# SBERT-Jittor Fine-tuning Demo

This notebook loads data from Hugging Face datasets, fine-tunes on NLI, then runs STS regression.


In [None]:
import os
import sys
from pathlib import Path

def _find_repo_root(start: Path):
    for p in [start] + list(start.parents):
        if (p / 'model' / 'sbert_model.py').is_file():
            return p
    return None

repo_root = _find_repo_root(Path.cwd())
if repo_root is None:
    print('SBERT_JITTOR root not found. Set sys.path manually.')
else:
    sys.path.insert(0, str(repo_root))
    os.chdir(repo_root)
    print(f'Using repo root: {repo_root}')

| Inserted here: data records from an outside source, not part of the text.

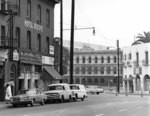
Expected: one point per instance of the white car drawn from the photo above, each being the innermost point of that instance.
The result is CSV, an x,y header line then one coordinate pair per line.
x,y
94,89
59,92
79,91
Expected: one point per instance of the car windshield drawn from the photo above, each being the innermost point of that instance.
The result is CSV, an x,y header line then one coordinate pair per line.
x,y
73,87
56,87
23,92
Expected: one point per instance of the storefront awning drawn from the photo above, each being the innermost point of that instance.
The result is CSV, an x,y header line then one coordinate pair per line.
x,y
52,72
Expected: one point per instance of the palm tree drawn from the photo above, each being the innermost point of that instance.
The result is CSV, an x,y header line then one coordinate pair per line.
x,y
142,38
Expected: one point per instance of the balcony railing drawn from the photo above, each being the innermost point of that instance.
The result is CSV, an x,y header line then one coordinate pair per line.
x,y
5,42
145,62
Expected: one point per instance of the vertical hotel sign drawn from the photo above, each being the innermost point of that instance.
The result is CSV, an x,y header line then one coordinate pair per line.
x,y
32,25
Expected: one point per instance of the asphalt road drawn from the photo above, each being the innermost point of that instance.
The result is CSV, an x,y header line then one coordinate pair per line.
x,y
94,105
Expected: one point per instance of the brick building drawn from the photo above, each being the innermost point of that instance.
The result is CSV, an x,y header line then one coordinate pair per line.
x,y
95,67
26,43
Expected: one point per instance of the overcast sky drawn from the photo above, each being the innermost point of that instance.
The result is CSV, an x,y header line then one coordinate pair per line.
x,y
112,19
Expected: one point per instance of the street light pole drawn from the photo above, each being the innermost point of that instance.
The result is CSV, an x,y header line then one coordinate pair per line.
x,y
72,41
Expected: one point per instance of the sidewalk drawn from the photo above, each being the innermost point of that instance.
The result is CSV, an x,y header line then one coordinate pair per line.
x,y
128,94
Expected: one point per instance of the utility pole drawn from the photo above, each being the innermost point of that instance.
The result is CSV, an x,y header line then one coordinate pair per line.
x,y
72,41
61,37
118,80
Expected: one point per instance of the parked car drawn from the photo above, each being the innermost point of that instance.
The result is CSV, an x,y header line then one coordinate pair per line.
x,y
59,92
94,89
28,96
79,91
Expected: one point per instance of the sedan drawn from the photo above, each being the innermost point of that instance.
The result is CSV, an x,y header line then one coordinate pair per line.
x,y
28,96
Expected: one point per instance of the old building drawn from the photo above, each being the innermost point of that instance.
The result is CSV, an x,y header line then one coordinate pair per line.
x,y
26,43
95,67
136,71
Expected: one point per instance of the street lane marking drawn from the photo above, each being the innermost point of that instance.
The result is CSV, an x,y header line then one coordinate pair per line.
x,y
100,115
123,110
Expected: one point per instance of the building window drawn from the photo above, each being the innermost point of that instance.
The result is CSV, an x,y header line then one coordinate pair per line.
x,y
28,39
17,34
96,59
137,58
39,14
90,59
47,44
115,59
77,70
83,70
47,18
29,9
77,80
102,80
102,70
108,70
3,35
89,80
108,59
77,59
95,80
114,70
130,57
95,70
39,42
83,59
146,57
102,59
89,70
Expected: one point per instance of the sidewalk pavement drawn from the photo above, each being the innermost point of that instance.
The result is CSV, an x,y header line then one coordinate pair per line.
x,y
4,105
129,94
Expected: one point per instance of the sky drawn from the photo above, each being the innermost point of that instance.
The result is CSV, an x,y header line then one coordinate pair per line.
x,y
113,20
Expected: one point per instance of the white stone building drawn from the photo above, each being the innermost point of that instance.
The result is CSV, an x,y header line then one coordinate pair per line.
x,y
136,71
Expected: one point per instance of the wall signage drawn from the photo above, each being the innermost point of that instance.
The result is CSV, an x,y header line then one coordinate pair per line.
x,y
32,25
30,57
47,60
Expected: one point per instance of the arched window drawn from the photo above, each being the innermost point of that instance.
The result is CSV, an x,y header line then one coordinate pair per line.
x,y
39,14
29,9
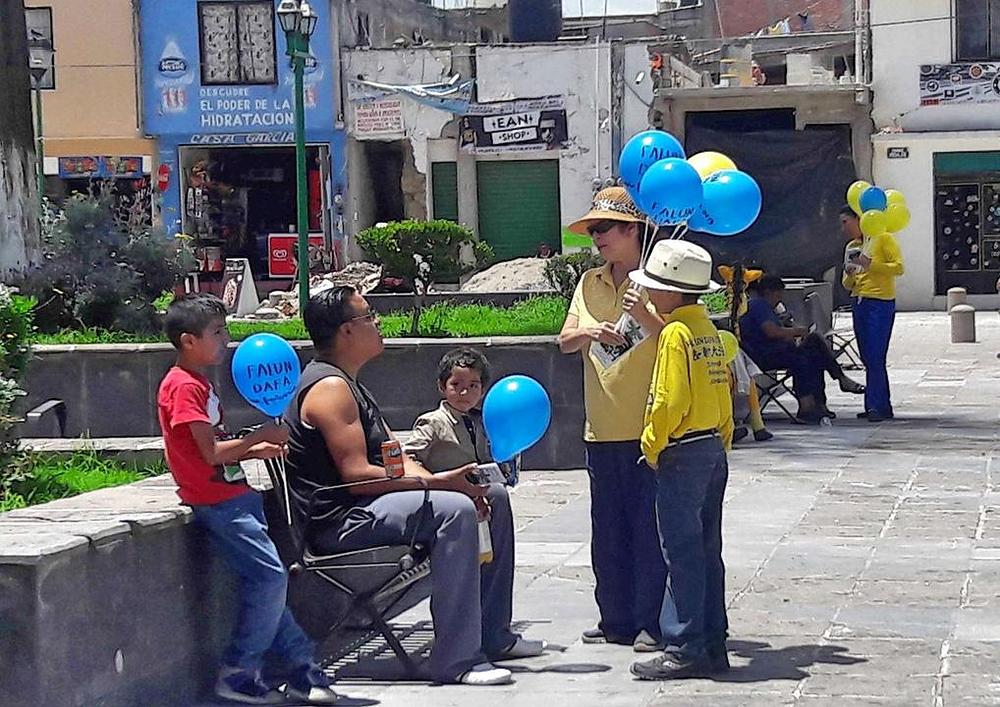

# If you want to use code from the HF repo instead:
# from huggingface_hub import snapshot_download
# repo_dir = Path(snapshot_download('Kyle-han/roberta-base-nli-mean-tokens'))
# sys.path.insert(0, str(repo_dir))


In [None]:
import os
import jittor as jt
from argparse import Namespace
from transformers import AutoTokenizer

from utils.download_data import download_nli_datasets, download_sts_benchmark
from training.nli.train_nli import train as train_nli
from training.sts.train_sts import train as train_sts


In [None]:
# Data download (run once)
data_dir = './data'
os.makedirs(data_dir, exist_ok=True)
# download_nli_datasets(data_dir)
# download_sts_benchmark(data_dir)


In [None]:
# Tokenizer from Hugging Face
tokenizer = AutoTokenizer.from_pretrained('bert-base-uncased', use_fast=True)
tokenizer('hello world', return_tensors='np')


In [None]:
# NLI fine-tuning
nli_args = Namespace(
    base_model='bert-base-uncased',
    pooling='mean',
    loss='softmax',
    ablation=0,
    encoder_checkpoint=None,
    tokenizer_dir=None,
    num_labels=3,
    data_dir=data_dir,
    datasets=['SNLI', 'MultiNLI'],
    max_length=128,
    batch_size=16,
    eval_batch_size=32,
    epochs=1,
    lr=2e-5,
    weight_decay=0.01,
    warmup_ratio=0.1,
    use_cuda=jt.has_cuda,
    log_steps=100,
    eval_steps=1000,
    save_steps=0,
    start_from_checkpoints=None,
    output_dir=None,
    num_workers=4,
    cache_dir=None,
    overwrite_cache=False,
    tokenize_batch_size=1024,
)

train_nli(nli_args)


In [None]:
# STS regression fine-tuning
sts_args = Namespace(
    base_model='bert-base-uncased',
    pooling='mean',
    encoder_checkpoint=None,
    tokenizer_dir=None,
    data_dir=data_dir,
    cache_dir=None,
    overwrite_cache=False,
    tokenize_batch_size=1024,
    train_dataset='STS-B',
    train_split='train',
    eval_dataset='STS-B',
    eval_split='validation',
    test_dataset='STS-B',
    test_split='test',
    batch_size=32,
    eval_batch_size=32,
    epochs=1,
    lr=2e-5,
    max_length=128,
    log_steps=20,
    eval_steps=180,
    save_steps=0,
    disable_checkpoint=False,
    num_workers=4,
    use_cuda=jt.has_cuda,
    normalize_scores=False,
    score_scale=5.0,
    start_from_checkpoints=None,
    output_dir=None,
)

train_sts(sts_args)